An analysis on the impacts of cryogenic freezing on raspberry quality
- liquid Nitrogen,
- Rubus ideaus,
- shelf life,
Copyright (c) 2022 Oliver Gales, Joanna Jones, Nigel Swarts
This work is licensed under a Creative Commons Attribution 4.0 International License.
Counter-season supply of horticultural products is of increasing demand. Consumers are demanding annual supply of raspberries, which has historically been challenging due to their seasonal summer supply and characteristically high metabolism resulting in a short shelf life and limited period of availability. However, the development of freezing technologies for increasing the length of storage of raspberries offers an opportunity for continual supply of premium quality raspberries.
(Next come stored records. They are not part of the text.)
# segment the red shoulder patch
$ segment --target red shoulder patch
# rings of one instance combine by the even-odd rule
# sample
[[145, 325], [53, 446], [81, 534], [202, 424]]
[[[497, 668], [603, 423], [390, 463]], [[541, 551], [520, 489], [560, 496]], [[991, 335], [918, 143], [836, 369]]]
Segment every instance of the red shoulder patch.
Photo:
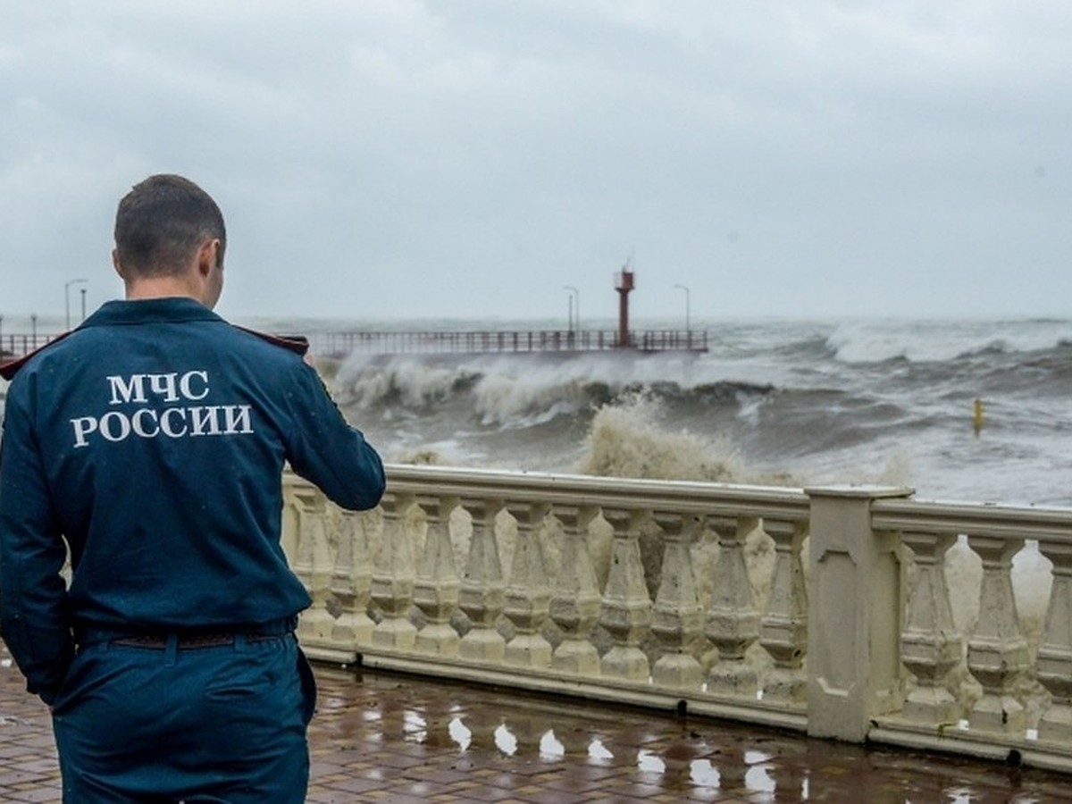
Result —
[[[71, 332], [73, 332], [73, 331], [74, 330], [72, 329]], [[33, 352], [28, 352], [27, 354], [23, 355], [21, 357], [16, 357], [13, 360], [9, 360], [8, 362], [0, 363], [0, 377], [3, 377], [4, 379], [11, 379], [12, 377], [15, 376], [15, 374], [18, 373], [19, 369], [21, 369], [24, 366], [26, 366], [27, 362], [29, 362], [29, 360], [31, 358], [40, 355], [42, 352], [44, 352], [49, 346], [59, 343], [64, 338], [66, 338], [69, 334], [71, 334], [71, 332], [63, 332], [62, 334], [58, 334], [53, 340], [50, 340], [48, 343], [46, 343], [44, 346], [38, 346], [38, 348], [35, 348]]]
[[268, 341], [268, 343], [273, 343], [277, 346], [282, 346], [285, 349], [289, 349], [298, 355], [304, 356], [309, 352], [309, 339], [304, 336], [280, 336], [280, 334], [269, 334], [268, 332], [258, 332], [255, 329], [249, 329], [247, 327], [239, 327], [237, 324], [232, 324], [235, 329], [240, 329], [243, 332], [249, 332], [252, 336], [256, 336], [263, 341]]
We investigated berry quality after freezing whole fresh raspberries, comparing conventional freezing methods with a modern cryogenic freezing method over a period of six months. Significant increases in total soluble solids, titratable acidity, hue and chroma were found when raspberries were frozen compared to fresh raspberries. No overall difference in berry quality was observed between freezing methods for any parameter assessed. When assessed at time intervals, total soluble solids, pH, titratable acidity, chroma and hue were consistent between freezing methods for all durations of time frozen. These findings provide decision support for producers and distributors pursuing a novel counter season supply chain.